Cheese-Rolling Festival, England
Locals and tourists travel down to Cooper’s Hill situated in the South West England Gloucester region to watch the most unique competition of participants launching down the hill to chase a nine-pound round cheese. The first person to cross the finish line is the winner and gets to keep the cheese as their price. Initially, the goal of the festival was to catch the rolling cheese before it reaches the bottom however, the rules changed considering how quickly it gains speed which becomes difficult and dangerous for the players as well.
Día de los Muertos, Mexico
Day of the Dead Festival as the name implies is a day dedicated to those who have passed away.

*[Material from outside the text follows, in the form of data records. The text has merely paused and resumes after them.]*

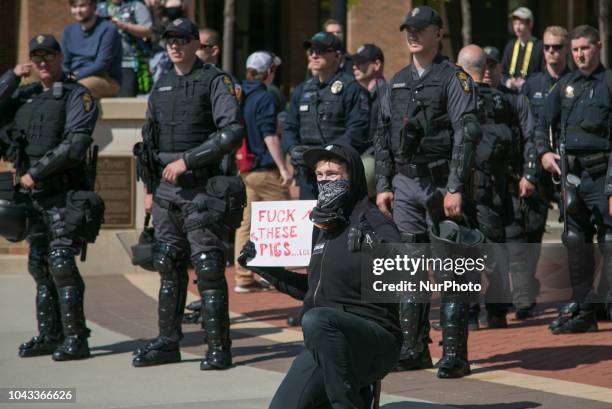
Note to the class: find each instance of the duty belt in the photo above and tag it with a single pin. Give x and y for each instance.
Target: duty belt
(194, 178)
(413, 170)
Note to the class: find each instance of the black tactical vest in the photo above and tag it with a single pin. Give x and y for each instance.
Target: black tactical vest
(495, 116)
(423, 102)
(41, 118)
(183, 108)
(586, 113)
(321, 110)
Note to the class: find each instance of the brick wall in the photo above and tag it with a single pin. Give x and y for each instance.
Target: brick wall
(378, 22)
(41, 17)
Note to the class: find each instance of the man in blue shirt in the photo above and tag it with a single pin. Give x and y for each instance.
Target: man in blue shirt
(268, 177)
(92, 50)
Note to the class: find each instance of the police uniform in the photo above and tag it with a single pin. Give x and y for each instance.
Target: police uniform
(581, 107)
(531, 213)
(194, 117)
(433, 133)
(505, 154)
(48, 139)
(337, 110)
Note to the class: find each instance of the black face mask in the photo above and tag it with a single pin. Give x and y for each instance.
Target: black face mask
(329, 212)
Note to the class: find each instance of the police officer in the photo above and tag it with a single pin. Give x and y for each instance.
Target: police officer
(506, 165)
(47, 141)
(433, 133)
(193, 120)
(580, 105)
(329, 107)
(368, 70)
(530, 223)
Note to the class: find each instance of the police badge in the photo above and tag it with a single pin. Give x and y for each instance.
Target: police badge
(336, 87)
(463, 80)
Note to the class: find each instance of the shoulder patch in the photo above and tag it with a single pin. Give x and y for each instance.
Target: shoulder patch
(229, 84)
(87, 102)
(464, 81)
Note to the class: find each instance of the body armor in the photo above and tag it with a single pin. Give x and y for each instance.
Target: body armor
(322, 110)
(183, 109)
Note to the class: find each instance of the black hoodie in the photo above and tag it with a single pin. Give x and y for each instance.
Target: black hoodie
(334, 272)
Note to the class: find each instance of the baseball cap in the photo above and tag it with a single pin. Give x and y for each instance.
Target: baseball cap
(260, 61)
(523, 13)
(314, 155)
(323, 41)
(182, 27)
(492, 53)
(367, 52)
(421, 17)
(45, 42)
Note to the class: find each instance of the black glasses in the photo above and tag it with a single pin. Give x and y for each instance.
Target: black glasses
(177, 40)
(312, 51)
(37, 59)
(556, 47)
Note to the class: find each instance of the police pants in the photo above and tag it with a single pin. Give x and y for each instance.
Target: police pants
(47, 232)
(169, 220)
(344, 354)
(595, 220)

The traditional holiday held in Mexico during November carries a lot of visual similarities to Halloween. During this period, family and friends gather together to pray and remember the members who have died. It is believed that during this brief period the souls of the dead are awakened and return to earth to feast, drink and dance with their loved ones. In turn, the living family members treat the dead as honoured guests by making the deceased’s favourite food and offerings. It is seen as a day of celebration rather than mourning.

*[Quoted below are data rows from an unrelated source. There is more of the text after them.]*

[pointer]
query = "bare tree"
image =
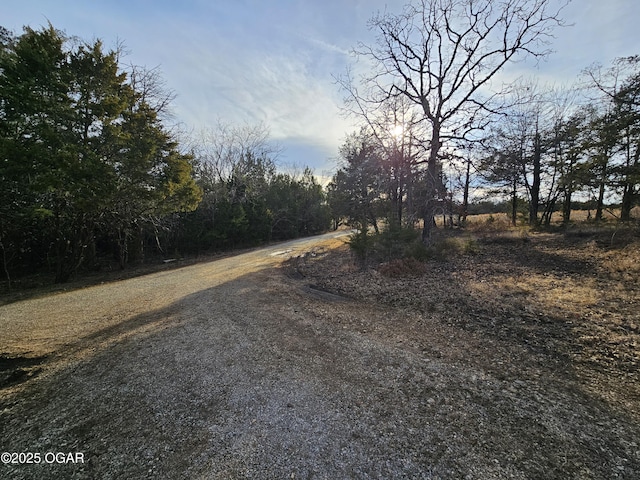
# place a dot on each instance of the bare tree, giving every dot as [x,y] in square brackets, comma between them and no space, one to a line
[442,55]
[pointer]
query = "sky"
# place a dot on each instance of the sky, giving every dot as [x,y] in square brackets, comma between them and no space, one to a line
[273,62]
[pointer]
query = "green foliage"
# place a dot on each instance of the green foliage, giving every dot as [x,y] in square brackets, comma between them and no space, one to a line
[84,159]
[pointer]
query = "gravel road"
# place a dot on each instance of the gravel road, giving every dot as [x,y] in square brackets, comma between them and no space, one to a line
[238,368]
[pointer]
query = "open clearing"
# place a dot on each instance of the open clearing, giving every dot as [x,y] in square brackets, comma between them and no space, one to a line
[512,358]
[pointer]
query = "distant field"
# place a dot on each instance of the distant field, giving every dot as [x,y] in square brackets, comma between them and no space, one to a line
[576,216]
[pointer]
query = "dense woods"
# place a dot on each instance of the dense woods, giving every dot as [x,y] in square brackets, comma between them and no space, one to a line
[440,134]
[92,175]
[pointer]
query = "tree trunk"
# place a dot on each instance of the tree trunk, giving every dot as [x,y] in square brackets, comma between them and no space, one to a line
[514,202]
[534,204]
[431,188]
[600,204]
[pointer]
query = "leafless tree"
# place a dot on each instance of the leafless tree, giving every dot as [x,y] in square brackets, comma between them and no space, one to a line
[443,56]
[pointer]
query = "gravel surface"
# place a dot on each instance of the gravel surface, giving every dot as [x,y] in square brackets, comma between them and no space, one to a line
[247,367]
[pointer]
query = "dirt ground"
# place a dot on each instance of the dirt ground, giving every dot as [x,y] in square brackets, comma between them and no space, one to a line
[509,355]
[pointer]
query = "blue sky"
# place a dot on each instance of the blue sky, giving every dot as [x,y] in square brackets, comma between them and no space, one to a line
[272,61]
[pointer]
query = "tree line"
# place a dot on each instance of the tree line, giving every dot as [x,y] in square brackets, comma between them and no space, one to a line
[438,123]
[91,172]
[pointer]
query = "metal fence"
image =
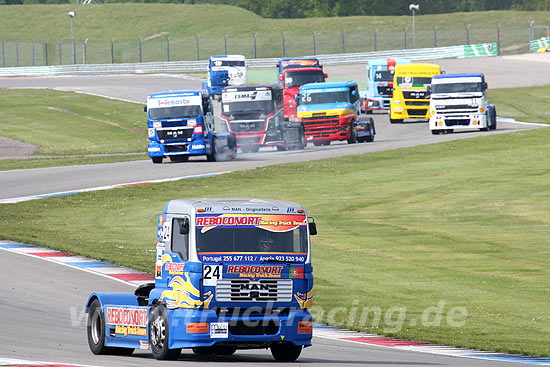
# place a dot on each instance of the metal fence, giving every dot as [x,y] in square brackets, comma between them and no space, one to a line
[17,53]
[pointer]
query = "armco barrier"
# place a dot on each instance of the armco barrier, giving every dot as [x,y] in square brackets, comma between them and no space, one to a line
[536,45]
[200,66]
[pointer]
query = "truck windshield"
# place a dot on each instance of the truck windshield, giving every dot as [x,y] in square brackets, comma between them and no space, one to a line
[413,81]
[178,112]
[238,63]
[324,97]
[298,78]
[383,76]
[458,88]
[242,240]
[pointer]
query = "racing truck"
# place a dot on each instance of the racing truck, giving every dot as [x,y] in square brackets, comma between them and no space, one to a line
[380,84]
[459,101]
[229,274]
[293,73]
[181,124]
[223,71]
[254,113]
[411,98]
[332,111]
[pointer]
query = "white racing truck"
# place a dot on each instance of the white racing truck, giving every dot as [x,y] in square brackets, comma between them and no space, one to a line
[459,102]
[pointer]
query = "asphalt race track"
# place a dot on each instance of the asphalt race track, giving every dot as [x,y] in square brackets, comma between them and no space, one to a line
[41,302]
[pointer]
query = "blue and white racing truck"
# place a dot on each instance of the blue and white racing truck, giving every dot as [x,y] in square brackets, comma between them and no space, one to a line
[181,124]
[224,71]
[459,102]
[230,274]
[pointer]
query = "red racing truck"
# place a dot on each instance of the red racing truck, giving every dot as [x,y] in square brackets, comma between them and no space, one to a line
[293,73]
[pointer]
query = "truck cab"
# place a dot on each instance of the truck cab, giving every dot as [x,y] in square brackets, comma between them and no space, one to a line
[411,98]
[181,124]
[230,274]
[379,92]
[459,102]
[254,113]
[293,73]
[332,111]
[223,71]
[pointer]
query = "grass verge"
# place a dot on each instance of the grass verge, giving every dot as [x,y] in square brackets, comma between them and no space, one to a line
[459,224]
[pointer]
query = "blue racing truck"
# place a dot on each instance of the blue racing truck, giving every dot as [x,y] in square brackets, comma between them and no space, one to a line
[224,71]
[380,84]
[181,124]
[230,274]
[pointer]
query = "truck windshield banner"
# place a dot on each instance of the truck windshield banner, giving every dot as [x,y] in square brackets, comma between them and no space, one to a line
[270,222]
[179,101]
[246,96]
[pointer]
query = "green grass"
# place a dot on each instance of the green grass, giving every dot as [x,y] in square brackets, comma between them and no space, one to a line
[154,23]
[465,223]
[65,124]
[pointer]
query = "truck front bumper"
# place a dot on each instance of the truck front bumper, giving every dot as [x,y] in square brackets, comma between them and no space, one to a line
[203,328]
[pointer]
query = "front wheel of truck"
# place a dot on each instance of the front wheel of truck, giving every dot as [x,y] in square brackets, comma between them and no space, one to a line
[159,334]
[286,352]
[96,332]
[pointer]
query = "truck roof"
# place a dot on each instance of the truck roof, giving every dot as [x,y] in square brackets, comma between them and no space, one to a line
[463,75]
[172,93]
[252,86]
[349,83]
[232,205]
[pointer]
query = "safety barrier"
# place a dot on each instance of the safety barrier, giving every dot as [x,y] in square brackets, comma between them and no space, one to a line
[200,66]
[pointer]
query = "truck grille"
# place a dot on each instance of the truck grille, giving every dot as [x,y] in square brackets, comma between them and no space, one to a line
[175,133]
[247,126]
[263,290]
[421,94]
[420,112]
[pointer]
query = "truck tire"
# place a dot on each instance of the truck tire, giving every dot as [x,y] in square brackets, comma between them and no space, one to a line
[96,332]
[352,133]
[370,137]
[286,352]
[159,333]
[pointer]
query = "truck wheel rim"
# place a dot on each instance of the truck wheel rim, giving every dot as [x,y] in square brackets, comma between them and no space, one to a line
[95,327]
[158,332]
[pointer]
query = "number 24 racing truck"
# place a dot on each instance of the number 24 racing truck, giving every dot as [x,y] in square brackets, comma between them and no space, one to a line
[230,274]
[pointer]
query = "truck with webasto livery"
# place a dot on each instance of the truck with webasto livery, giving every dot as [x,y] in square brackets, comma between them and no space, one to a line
[224,71]
[411,97]
[180,124]
[230,274]
[380,84]
[293,73]
[332,112]
[254,113]
[459,102]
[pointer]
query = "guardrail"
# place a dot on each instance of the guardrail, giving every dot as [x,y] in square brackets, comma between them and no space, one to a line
[200,66]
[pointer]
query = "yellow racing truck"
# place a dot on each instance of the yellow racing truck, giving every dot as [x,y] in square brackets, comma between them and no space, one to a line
[411,98]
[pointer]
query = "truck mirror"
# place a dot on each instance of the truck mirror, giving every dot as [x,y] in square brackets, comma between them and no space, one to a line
[184,226]
[312,226]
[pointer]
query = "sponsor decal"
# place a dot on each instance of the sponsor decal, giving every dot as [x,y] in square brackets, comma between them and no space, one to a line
[174,268]
[219,330]
[255,271]
[296,272]
[305,327]
[270,222]
[130,330]
[121,316]
[197,327]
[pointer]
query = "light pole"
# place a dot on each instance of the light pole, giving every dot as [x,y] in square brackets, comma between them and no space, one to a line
[413,8]
[72,14]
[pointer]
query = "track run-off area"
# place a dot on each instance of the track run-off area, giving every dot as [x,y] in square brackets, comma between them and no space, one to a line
[42,299]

Busójárás, Mohács, Hungary
Busójárás is Hungary’s wildest festival. With a blend of pagan rituals, folk dancing and devilish masks, the rowdy carnival is held in the small town of Mohács to scare off the last days of winter. It is also seen as a celebration of the local Croatian minority. The festival re-enacts the 16th-century Battle of Mohacs where hundreds of busós (locals wearing scary-looking masks) arrive in rowboats to march their way through the streets in horse-drawn carriages. Apart from the main festival, there are many interactive themed activities to engage in along with plenty of spiced wine and pálinka (traditional fruit brandy) to fight against the harsh chilly climate.
Naki Sumo, Japan
Making a baby cry is probably the worst thing you can do, however, Japan is here to prove you wrong. Naki Sumo is a 400-year old tradition where you get to witness an entire event based on grown men’s ability to make babies cry! The festival takes place at Sensoji Temple every year in April, where babies are paired up with a sumo wrestler who will then try to make the little ones cry. The rules are simple; whoever makes one of the babies cry first, wins. Traditionally it is believed that a crying baby has the power to ward off evil spirits and a strong, loud cry implies the child will grow strong and healthy. Though the viewers seem to enjoy this event, the unusual festival clearly takes a harsh toll on infants.

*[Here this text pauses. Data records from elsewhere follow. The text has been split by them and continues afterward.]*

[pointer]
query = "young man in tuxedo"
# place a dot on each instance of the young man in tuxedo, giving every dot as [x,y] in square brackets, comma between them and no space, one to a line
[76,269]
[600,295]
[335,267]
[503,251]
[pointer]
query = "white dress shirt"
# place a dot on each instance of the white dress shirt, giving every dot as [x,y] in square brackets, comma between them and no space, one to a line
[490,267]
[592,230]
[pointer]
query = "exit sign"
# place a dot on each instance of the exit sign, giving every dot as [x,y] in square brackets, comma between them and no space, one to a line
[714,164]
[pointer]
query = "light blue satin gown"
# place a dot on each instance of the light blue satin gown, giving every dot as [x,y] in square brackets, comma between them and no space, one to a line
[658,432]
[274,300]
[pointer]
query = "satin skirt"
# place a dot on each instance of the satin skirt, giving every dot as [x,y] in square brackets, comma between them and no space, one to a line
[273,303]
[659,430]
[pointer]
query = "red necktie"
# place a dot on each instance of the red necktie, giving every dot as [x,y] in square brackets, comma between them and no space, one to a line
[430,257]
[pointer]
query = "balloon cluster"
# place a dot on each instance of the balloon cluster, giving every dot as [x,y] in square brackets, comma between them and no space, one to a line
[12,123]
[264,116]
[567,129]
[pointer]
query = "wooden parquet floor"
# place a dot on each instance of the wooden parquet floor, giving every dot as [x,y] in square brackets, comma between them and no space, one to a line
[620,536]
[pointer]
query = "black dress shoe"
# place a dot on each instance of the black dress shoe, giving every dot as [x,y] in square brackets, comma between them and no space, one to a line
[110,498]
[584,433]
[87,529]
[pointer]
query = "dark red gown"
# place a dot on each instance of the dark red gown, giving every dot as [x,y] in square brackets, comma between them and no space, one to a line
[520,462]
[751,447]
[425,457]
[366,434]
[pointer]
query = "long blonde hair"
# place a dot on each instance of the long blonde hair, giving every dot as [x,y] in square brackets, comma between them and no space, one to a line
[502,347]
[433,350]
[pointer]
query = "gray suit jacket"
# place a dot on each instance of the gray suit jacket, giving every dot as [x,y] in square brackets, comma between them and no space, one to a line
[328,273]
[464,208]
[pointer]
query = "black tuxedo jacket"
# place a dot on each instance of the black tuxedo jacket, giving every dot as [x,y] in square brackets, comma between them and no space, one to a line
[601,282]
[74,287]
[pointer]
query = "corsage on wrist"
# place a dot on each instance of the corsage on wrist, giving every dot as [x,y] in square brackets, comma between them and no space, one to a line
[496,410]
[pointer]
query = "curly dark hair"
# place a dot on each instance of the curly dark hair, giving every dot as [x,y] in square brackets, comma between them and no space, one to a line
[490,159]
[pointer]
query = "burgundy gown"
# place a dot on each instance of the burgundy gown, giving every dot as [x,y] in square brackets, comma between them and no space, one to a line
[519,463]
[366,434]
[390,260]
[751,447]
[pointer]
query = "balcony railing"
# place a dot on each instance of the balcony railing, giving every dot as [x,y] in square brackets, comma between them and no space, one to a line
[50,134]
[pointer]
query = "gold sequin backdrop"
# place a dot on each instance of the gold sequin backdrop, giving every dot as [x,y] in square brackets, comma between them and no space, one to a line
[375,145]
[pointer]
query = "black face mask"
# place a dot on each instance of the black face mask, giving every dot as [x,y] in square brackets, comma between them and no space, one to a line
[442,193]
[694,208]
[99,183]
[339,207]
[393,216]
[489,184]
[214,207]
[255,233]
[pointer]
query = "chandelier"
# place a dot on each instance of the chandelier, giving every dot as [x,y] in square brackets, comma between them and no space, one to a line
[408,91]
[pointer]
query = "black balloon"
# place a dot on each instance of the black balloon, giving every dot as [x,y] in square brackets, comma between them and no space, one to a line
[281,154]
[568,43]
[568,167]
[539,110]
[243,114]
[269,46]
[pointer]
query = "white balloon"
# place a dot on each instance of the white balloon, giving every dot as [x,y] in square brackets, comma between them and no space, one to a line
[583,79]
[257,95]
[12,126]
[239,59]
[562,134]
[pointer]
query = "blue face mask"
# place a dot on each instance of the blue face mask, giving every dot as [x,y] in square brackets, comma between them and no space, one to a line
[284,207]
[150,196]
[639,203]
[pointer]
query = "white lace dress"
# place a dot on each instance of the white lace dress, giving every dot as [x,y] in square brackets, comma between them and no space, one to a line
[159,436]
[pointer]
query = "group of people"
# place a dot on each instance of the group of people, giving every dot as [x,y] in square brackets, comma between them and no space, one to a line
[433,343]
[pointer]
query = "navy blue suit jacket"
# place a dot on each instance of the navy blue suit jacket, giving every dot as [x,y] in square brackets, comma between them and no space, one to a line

Saidai-ji Eyo Hadaka Matsuri, Japan
Up to 10,000 men take part in the famous festival of Saidai-ji Eyo Hadaka Matsuri in the hope of gaining good luck for the entire year! Participants wear a minimum amount of clothing, usually just a fundoshi loincloth to flight and eventually grab one of the two sacred Shingi sticks tossed by the priest. The festival is held in dozens of places throughout Japan every year - usually in the summer or winter. However, the most famous one is the Saidai-ji Eyo Hadaka Matsuri organised in Okayama which originated over 500 years ago.
World Toe Wrestling Championship, Ashbourne
The list of the most unusual festivals in the world will not be complete without mentioning the World Toe Wrestling Championship. Held every year in Ashbourne, UK - the competition welcomes the best toe wrestles from all over the world to battle against one another for the title! The sport involves two opponents who lock feet in an attempt to pin each other’s foot down in the least time possible, similar to arm wrestling. There are three rounds played on a best of 2 out of 3 bases. Rounds kickstart with the right foot, then left and followed by right again if necessary.